7. Conclusion & Reflections

• Conclusion Summary: The paper successfully introduces VideoForest, a novel and effective framework for cross-video question answering. Its core strength lies in its person-anchored hierarchical structure, which creates meaningful bridges across multiple video streams. Combined with an efficient multi-agent reasoning system, it sets a new state-of-the-art on the newly proposed CrossVideoQA benchmark. The work effectively moves beyond the limitations of single-video processing and provides a computationally tractable solution for complex, real-world reasoning tasks.

• Limitations & Future Work:

  • Dependency on Upstream Models: The framework's performance is heavily dependent on the accuracy of the underlying person tracking and ReID models.
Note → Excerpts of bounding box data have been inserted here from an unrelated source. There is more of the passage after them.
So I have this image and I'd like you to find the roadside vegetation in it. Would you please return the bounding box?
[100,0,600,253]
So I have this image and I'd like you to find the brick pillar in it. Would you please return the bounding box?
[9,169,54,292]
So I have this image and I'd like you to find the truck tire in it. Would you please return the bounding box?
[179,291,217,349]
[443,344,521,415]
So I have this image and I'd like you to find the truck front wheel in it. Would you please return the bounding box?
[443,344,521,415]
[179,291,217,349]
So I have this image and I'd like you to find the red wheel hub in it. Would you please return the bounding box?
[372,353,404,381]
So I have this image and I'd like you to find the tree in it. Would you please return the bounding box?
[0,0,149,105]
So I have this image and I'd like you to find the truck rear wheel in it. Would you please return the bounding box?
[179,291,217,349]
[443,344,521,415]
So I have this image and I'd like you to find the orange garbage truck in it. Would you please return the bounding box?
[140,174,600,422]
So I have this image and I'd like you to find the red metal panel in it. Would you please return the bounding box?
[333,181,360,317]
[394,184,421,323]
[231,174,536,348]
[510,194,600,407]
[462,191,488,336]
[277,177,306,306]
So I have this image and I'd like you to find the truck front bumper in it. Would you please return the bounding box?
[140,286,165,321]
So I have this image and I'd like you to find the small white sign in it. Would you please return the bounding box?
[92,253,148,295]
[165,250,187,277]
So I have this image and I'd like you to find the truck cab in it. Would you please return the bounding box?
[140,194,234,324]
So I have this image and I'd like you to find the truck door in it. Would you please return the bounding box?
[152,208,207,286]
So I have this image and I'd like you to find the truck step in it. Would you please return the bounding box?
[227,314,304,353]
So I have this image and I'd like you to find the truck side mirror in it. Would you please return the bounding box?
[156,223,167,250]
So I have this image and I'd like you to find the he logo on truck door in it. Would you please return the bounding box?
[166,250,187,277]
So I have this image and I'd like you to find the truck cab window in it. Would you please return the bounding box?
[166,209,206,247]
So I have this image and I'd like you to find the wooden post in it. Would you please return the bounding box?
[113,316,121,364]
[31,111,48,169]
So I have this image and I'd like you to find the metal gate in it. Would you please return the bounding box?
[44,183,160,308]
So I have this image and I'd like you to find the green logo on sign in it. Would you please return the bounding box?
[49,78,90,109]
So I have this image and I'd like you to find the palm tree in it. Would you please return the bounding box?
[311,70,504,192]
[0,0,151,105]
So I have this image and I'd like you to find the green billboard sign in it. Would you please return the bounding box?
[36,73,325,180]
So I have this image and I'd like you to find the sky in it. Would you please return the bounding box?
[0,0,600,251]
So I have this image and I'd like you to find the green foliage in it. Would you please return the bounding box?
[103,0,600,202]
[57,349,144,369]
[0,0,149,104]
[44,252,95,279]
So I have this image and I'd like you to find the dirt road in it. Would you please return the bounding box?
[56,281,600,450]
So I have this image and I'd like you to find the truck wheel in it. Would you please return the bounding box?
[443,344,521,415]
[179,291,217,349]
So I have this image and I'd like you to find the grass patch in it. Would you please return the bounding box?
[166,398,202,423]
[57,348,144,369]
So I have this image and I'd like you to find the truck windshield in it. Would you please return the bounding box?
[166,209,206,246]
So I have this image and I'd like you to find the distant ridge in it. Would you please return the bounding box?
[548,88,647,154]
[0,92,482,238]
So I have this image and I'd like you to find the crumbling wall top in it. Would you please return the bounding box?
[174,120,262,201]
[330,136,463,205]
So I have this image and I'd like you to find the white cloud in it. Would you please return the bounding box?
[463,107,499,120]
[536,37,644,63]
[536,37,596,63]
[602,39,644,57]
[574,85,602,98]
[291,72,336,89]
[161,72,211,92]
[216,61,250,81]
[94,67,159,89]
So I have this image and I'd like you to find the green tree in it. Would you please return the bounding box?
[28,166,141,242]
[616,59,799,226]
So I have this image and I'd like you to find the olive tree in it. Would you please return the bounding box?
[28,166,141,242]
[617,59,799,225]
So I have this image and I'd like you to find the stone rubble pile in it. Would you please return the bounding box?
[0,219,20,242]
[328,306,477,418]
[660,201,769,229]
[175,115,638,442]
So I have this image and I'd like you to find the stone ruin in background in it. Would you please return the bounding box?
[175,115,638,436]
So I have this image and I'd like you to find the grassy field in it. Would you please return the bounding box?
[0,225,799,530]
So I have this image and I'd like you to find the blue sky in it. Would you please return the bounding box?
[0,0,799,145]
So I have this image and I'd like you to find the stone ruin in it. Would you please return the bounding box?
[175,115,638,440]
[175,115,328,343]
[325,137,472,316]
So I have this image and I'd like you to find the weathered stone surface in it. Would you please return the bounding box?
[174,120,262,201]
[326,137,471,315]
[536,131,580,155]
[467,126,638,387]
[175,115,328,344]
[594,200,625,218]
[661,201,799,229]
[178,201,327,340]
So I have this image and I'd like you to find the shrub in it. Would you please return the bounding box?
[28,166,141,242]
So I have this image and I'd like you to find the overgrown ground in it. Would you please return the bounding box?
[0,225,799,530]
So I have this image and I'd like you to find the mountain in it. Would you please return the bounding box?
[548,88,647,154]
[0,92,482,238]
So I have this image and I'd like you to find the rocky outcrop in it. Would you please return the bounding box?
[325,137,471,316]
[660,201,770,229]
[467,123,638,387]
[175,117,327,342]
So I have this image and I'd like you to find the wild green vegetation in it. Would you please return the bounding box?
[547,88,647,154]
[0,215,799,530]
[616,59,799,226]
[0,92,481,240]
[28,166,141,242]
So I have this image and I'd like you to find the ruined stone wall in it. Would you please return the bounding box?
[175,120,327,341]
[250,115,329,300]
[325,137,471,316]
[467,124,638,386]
Errors in these initial stages (e.g., failing to re-identify a person correctly) will propagate and lead to incorrect answers.
  • Fine-Grained Action Recognition: As noted in the qualitative analysis, the model struggles with very detailed action recognition, which may require higher-resolution video or more sophisticated action models.
  • Generalization Beyond People: The current framework is person-anchored. While highly effective for surveillance, it might be less applicable to cross-video tasks centered around objects or general events where people are not the main focus. Future work could explore using objects or scenes as alternative anchors.

• Personal Insights & Critique:

  • Strong, Intuitive Core Idea: Using people as anchors is an elegant and powerful concept that directly addresses the fundamental challenge of cross-video understanding. It mirrors how a human security officer would approach the task: "follow that person."
  • Modular and Interpretable: The modular design (feature extraction, tree construction, multi-agent reasoning) is a major strength. It makes the system more interpretable than end-to-end black-box models. One can inspect the generated tree or the knowledge base to understand the model's reasoning. This modularity also allows for individual components to be upgraded independently (e.g., plugging in a better ReID model).
  • The Benchmark is a Key Contribution: In machine learning, progress is often driven by good benchmarks. The creation of CrossVideoQA is as important as the model itself, as it will enable the field to systematically study and solve the cross-video reasoning problem.
  • Non-End-to-End Trade-off: The fact that the system is not trained end-to-end is both a pro and a con. It avoids the need for massive, perfectly annotated cross-video datasets, which are extremely difficult to create. However, it may be less optimized than a potential future end-to-end model, as errors can accumulate between stages. Overall, for the current state of the field, this pragmatic approach is highly effective.